To make processors fast, chipmakers have been creating new CPU architectures to process information and milk every ounce of processing power available. Intel created Hyper-Threading technology as an upgrade in CPU architecture and quietly integrated it into some of their processors for development and testing purposes.
It is based on the idea of simultaneous multi-threading technology (SMT), where multiple physical CPUs are used to process multiple threads at once. As an alternative to using multiple physical processors, Intel created multiple logical processors inside a single physical CPU.
It allows multi-threaded software applications to execute threads in parallel. Consequently, resource utilization provides higher processing throughput.
It is basically a more superior form of Super-threading that was first introduced on the Intel Xeon processors and was later added to Pentium 4 processors. This type of threading technology was not present in general-purpose microprocessors.
To boost performance, threading was allowed in the software by splitting instructions into multiple streams so that multiple processors could act upon them. By using this technology, processor-level threading can be utilized which provides more efficient use of resources for greater parallelism and improved performance on today's multi-threaded software.
Hyper-Threading is a multi-threading technology in which SMT is achieved by duplicating the architectural state on each processor, while sharing one set of processor execution resources. It also produces faster response times for a multi-tasking workload environment.
By permitting the processor to use on-die resources that would otherwise have been idle, it offers a performance boost on multi-threading and multi-tasking operations for the microarchitecture.
In a CPU, every clock cycle has the ability to do one or more operations at a time. One processor can only handle so much during an individual clock cycle. Hyper-Threading permits a single physical CPU to fool an operating system, capable of SMT operations, into thinking there are two processors.
It produces logical processors to handle multiple threads in the same time slice, where a single physical processor would normally only be able to handle a single operation. There are some prerequisites that must be satisfied before taking advantage of this technology.
The first prerequisite is that you must have a Hyper-Threading enabled processor, HT enabled chipset, BIOS and operating system. Further, your operating system must support multiple threads. Finally, the number and types of applications being used make a difference on the increase in performance as well.
Hyper-Threading is a hardware upgrade that makes use of the wasted power of a CPU, but it also helps the operating system and applications to run more efficiently, to do more at once. There are millions of transistors inside a CPU that turn on and off to process commands.

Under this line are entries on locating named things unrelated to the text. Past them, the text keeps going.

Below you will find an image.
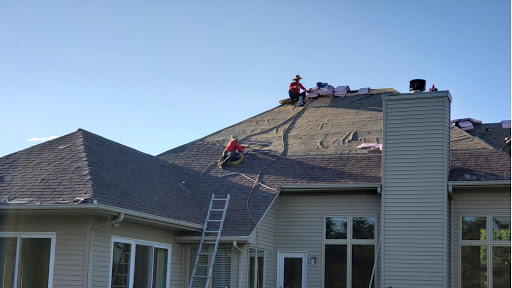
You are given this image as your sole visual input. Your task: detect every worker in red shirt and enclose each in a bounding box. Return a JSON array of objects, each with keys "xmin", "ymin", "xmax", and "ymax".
[
  {"xmin": 288, "ymin": 75, "xmax": 306, "ymax": 106},
  {"xmin": 219, "ymin": 135, "xmax": 246, "ymax": 168}
]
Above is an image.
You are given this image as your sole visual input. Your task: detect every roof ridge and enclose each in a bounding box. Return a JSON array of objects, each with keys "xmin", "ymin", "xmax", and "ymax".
[{"xmin": 74, "ymin": 128, "xmax": 95, "ymax": 199}]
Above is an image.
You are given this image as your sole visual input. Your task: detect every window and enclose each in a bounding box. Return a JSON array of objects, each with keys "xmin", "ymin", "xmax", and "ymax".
[
  {"xmin": 248, "ymin": 248, "xmax": 265, "ymax": 288},
  {"xmin": 188, "ymin": 245, "xmax": 231, "ymax": 288},
  {"xmin": 459, "ymin": 214, "xmax": 511, "ymax": 288},
  {"xmin": 0, "ymin": 233, "xmax": 55, "ymax": 288},
  {"xmin": 110, "ymin": 238, "xmax": 171, "ymax": 288},
  {"xmin": 324, "ymin": 215, "xmax": 376, "ymax": 288}
]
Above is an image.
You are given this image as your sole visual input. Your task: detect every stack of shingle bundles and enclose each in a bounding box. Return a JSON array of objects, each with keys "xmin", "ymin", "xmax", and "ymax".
[
  {"xmin": 451, "ymin": 118, "xmax": 482, "ymax": 131},
  {"xmin": 318, "ymin": 85, "xmax": 334, "ymax": 96},
  {"xmin": 357, "ymin": 87, "xmax": 370, "ymax": 95},
  {"xmin": 334, "ymin": 85, "xmax": 350, "ymax": 97},
  {"xmin": 307, "ymin": 87, "xmax": 318, "ymax": 98}
]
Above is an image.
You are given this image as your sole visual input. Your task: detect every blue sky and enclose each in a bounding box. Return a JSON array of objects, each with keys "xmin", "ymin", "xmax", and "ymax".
[{"xmin": 0, "ymin": 0, "xmax": 511, "ymax": 156}]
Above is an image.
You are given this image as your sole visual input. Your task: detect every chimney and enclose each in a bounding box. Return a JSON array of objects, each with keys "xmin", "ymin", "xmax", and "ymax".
[
  {"xmin": 409, "ymin": 79, "xmax": 427, "ymax": 93},
  {"xmin": 380, "ymin": 85, "xmax": 451, "ymax": 288}
]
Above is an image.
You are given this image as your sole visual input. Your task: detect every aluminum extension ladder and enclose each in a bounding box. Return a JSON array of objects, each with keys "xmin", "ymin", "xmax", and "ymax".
[{"xmin": 188, "ymin": 194, "xmax": 229, "ymax": 288}]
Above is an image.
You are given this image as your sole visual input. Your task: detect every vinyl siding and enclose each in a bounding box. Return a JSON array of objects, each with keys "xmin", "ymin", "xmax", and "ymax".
[
  {"xmin": 451, "ymin": 188, "xmax": 511, "ymax": 288},
  {"xmin": 276, "ymin": 192, "xmax": 380, "ymax": 287},
  {"xmin": 1, "ymin": 215, "xmax": 87, "ymax": 288},
  {"xmin": 246, "ymin": 200, "xmax": 278, "ymax": 287},
  {"xmin": 182, "ymin": 243, "xmax": 241, "ymax": 288},
  {"xmin": 382, "ymin": 92, "xmax": 450, "ymax": 288},
  {"xmin": 92, "ymin": 217, "xmax": 183, "ymax": 288}
]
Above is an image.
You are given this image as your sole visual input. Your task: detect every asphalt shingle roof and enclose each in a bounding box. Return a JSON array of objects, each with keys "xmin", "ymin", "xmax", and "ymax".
[
  {"xmin": 0, "ymin": 129, "xmax": 204, "ymax": 224},
  {"xmin": 0, "ymin": 89, "xmax": 510, "ymax": 236}
]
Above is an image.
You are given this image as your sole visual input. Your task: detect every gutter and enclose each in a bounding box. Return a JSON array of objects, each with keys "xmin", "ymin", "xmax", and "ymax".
[
  {"xmin": 86, "ymin": 213, "xmax": 124, "ymax": 287},
  {"xmin": 174, "ymin": 235, "xmax": 249, "ymax": 243},
  {"xmin": 448, "ymin": 180, "xmax": 511, "ymax": 189},
  {"xmin": 0, "ymin": 203, "xmax": 203, "ymax": 231},
  {"xmin": 280, "ymin": 183, "xmax": 382, "ymax": 194}
]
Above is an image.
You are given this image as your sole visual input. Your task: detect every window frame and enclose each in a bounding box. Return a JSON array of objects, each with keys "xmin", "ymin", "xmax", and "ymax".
[
  {"xmin": 108, "ymin": 236, "xmax": 172, "ymax": 288},
  {"xmin": 321, "ymin": 213, "xmax": 379, "ymax": 288},
  {"xmin": 247, "ymin": 246, "xmax": 267, "ymax": 288},
  {"xmin": 183, "ymin": 242, "xmax": 232, "ymax": 288},
  {"xmin": 457, "ymin": 213, "xmax": 512, "ymax": 288},
  {"xmin": 0, "ymin": 232, "xmax": 57, "ymax": 288}
]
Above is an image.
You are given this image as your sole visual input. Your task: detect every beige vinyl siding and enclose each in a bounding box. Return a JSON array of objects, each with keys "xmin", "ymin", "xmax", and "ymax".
[
  {"xmin": 246, "ymin": 200, "xmax": 278, "ymax": 287},
  {"xmin": 1, "ymin": 215, "xmax": 87, "ymax": 288},
  {"xmin": 381, "ymin": 92, "xmax": 450, "ymax": 288},
  {"xmin": 451, "ymin": 187, "xmax": 511, "ymax": 288},
  {"xmin": 92, "ymin": 217, "xmax": 183, "ymax": 288},
  {"xmin": 276, "ymin": 192, "xmax": 380, "ymax": 287}
]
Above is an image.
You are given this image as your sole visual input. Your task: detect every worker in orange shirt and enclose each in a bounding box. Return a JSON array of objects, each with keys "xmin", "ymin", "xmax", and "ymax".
[
  {"xmin": 219, "ymin": 135, "xmax": 246, "ymax": 168},
  {"xmin": 288, "ymin": 75, "xmax": 306, "ymax": 106}
]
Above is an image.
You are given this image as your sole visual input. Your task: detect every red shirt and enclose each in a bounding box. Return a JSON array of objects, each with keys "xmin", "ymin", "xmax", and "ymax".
[
  {"xmin": 288, "ymin": 81, "xmax": 306, "ymax": 94},
  {"xmin": 224, "ymin": 140, "xmax": 245, "ymax": 153}
]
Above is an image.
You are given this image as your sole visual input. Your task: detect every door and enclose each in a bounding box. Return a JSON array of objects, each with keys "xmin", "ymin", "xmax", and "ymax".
[{"xmin": 277, "ymin": 252, "xmax": 307, "ymax": 288}]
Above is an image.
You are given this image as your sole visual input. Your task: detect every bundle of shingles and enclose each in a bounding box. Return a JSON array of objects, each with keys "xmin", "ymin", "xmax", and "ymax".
[
  {"xmin": 334, "ymin": 85, "xmax": 350, "ymax": 97},
  {"xmin": 308, "ymin": 85, "xmax": 348, "ymax": 98}
]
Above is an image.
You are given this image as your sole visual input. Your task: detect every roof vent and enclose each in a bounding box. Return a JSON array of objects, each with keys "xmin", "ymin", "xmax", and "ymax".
[{"xmin": 409, "ymin": 79, "xmax": 427, "ymax": 93}]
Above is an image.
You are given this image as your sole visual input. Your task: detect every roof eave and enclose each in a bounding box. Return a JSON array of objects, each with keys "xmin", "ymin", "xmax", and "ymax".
[
  {"xmin": 448, "ymin": 180, "xmax": 510, "ymax": 188},
  {"xmin": 281, "ymin": 183, "xmax": 382, "ymax": 193},
  {"xmin": 174, "ymin": 236, "xmax": 249, "ymax": 243},
  {"xmin": 0, "ymin": 203, "xmax": 203, "ymax": 231}
]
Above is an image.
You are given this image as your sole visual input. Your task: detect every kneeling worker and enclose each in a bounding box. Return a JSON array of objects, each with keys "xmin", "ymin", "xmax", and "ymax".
[
  {"xmin": 288, "ymin": 75, "xmax": 306, "ymax": 106},
  {"xmin": 219, "ymin": 135, "xmax": 246, "ymax": 168}
]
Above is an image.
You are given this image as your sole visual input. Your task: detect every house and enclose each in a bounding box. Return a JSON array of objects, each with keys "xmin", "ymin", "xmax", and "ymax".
[{"xmin": 0, "ymin": 89, "xmax": 511, "ymax": 288}]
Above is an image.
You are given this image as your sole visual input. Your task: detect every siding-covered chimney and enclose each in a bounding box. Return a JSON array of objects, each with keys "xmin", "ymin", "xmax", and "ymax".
[{"xmin": 381, "ymin": 91, "xmax": 451, "ymax": 288}]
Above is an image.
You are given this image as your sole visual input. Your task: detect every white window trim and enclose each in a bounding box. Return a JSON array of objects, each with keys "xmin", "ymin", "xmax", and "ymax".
[
  {"xmin": 276, "ymin": 251, "xmax": 308, "ymax": 288},
  {"xmin": 0, "ymin": 232, "xmax": 57, "ymax": 288},
  {"xmin": 183, "ymin": 243, "xmax": 232, "ymax": 288},
  {"xmin": 247, "ymin": 246, "xmax": 267, "ymax": 288},
  {"xmin": 321, "ymin": 213, "xmax": 379, "ymax": 288},
  {"xmin": 108, "ymin": 236, "xmax": 172, "ymax": 288},
  {"xmin": 457, "ymin": 213, "xmax": 511, "ymax": 288}
]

By adding more transistors, chipmakers typically add more brute force computing power. More transistors equal a large CPU and more heat. The technology is aimed at increasing performance, without significantly increasing the number of transistors contained on the chip, making the CPU footprint smaller.
It offers two logical processors in one physical package. Each logical processor must share external resources like memory, hard disk, etc. and must also use the same physical processor for computations.
The performance boost will not scale the same way as a true multiprocessor architecture, because of the shared nature of Hyper-Threading processors. System performance will be somewhere between that of a single CPU without Hyper-Threading and a multi-processor system with two comparable CPUs.
This technology is independent of any platform. Some applications are already multi-threaded and will automatically benefit from this technology. Multi-threaded applications take full benefits of the increased performance that this technology has to offer, permitting users to see immediate performance gains when multitasking.
It also improves reaction and response time, and increased number of users a server can support. Today's multi-processing software programs are compatible with Hyper-Threading technology enabled platforms, but further performance gains can only be realized by specifically tuning the software to utilize it.
For future software optimization and business growth, this technology complements traditional multi-processing by providing additional headroom.